Early on, the Keithleys had no aspirations to acquire art at CMA’s level of collection, Nancy recounts. But as they got to know the museum better, saw and learned more, they began to work their way up, exploring different genres such as abstract expressionist art to see whether that was a good fit for them and their expanding collection.

In 2001, they had a memorable experience with CMA when they purchased Tulips by Henri Matisse, which one of the curators had recommended they look into when it became available from a New York art dealer. The director at the time, Katherine Lee Reed, took down a painting so they could hang it in one of the galleries.

“Then we all looked at it, and we said, ‘does this stand up to the other paintings?’” Joseph says. “The answer was ‘yes,’ and we both thought, ‘wow, they would be willing to do this.’”

Matisse’s depiction of a bouquet of colorful tulips that expresses “a joyful sentiment” in a vase that “rests precariously” on the edge of a table eventually became part of the Keithleys’ landmark donation to CMA twenty years later.

“Never did anyone say to us, ‘what are you going to do with your collection?” Nancy informs. “Never was there any pressure. It was very generous of them to share their time, so it just became obvious to us.”

Joseph adds: “Whether it was the director or a curator that we were working with, we said, be honest with us. If this picture is good enough for you to hang and add to the permanent collection, tell us. If it isn’t, there are a lot of pictures out there, so we’ll move on to the next picture.”

In the fall of 2019, they began serious talks with Director William Griswold about contributing the majority of their collection. In 2020, their monumental gift to the Cleveland Museum of Art of 114 artworks worth more than $100 million was the largest gift to the museum in sixty years, since Leonard C. Hanna gave a significant collection. Considered a catalyst to elevate the museum’s impact and accessibility, the Keithleys’ collection featured prized works by Picasso, Vuillard, Bonnard, Avery, Braque, Pissarro, Wyeth and Joan Mitchell, along with a series of watercolors by John Marin and a group of Chinese and Japanese ceramics.

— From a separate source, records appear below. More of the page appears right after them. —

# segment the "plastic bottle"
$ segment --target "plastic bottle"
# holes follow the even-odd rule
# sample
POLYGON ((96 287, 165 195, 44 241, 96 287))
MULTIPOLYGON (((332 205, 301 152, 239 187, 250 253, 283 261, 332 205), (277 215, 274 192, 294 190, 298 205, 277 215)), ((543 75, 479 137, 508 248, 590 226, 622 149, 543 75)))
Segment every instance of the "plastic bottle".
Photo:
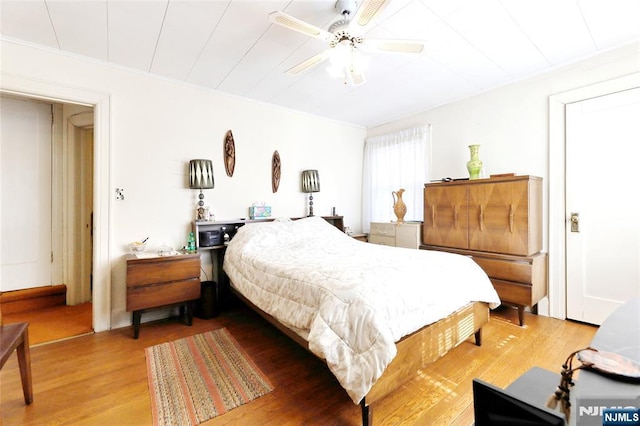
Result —
POLYGON ((189 239, 187 240, 187 251, 189 253, 195 253, 196 251, 196 237, 193 232, 189 232, 189 239))

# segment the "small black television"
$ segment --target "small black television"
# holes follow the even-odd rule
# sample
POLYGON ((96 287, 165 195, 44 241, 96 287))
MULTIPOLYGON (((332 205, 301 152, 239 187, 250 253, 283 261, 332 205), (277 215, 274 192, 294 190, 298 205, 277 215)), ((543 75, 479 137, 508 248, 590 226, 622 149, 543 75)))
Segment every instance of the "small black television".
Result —
POLYGON ((565 426, 563 414, 521 398, 480 379, 473 379, 475 426, 565 426))

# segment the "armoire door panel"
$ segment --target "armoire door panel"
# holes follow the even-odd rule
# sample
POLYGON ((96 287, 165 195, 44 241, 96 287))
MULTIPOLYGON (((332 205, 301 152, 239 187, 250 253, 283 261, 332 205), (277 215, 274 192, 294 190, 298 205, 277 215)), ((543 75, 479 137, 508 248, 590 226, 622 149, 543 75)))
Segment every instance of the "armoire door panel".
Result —
POLYGON ((465 186, 425 187, 423 242, 467 248, 469 244, 465 186))
POLYGON ((528 255, 527 181, 469 186, 469 248, 528 255))

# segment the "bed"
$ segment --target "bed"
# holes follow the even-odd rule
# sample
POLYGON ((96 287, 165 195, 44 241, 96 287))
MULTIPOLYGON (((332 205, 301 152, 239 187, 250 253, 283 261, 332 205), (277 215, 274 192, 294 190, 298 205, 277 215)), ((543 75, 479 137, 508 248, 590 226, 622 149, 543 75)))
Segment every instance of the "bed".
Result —
POLYGON ((252 223, 229 243, 231 289, 323 359, 363 424, 371 405, 469 337, 500 303, 468 257, 357 241, 322 218, 252 223))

“Joe and Nancy Keithley are among the greatest supporters of art and culture in Cleveland—and beyond,” says Griswold. “Their commitment to the Cleveland Museum of Art, their foundational contribution to our joint program in art history with Case Western Reserve University, and their transformative gift to the CMA of their entire collection of paintings and other works of art in early 2020 place them squarely in the firmament of our community’s most outstanding philanthropists.”

The transition wasn’t easy, though, because a team of seven art handlers spent every day at the Keithleys’ home for three weeks, taking down pictures and carefully preparing them for delivery to their new and permanent home at CMA. Fortunately, the team completed its enormous task before the pandemic hit.

“As everybody knows, in March 2020, the world changed, and we didn’t have any art,” Nancy says. “The two of us had a lot of time together but nothing particularly to look at. Joe was bereft at that development, but in May and June of 2020, the facsimiles started to arrive, so he felt more at peace.”

“In the end, I really think we rent the stuff,” Joseph says sagaciously. “When you’re dead it’s going to somebody else. So it was with that frame of mind that Nancy and I thought that if CMA and the people of Cleveland would like to have it, we’d give it to them, because we never thought about this as an investment. This was an expense.”

In October, the Cleveland Arts Prize presented the Keithleys with the Barbara S. Robinson Prize, a prestigious honor awarded to individuals for their extraordinary commitment to the advancement of the arts.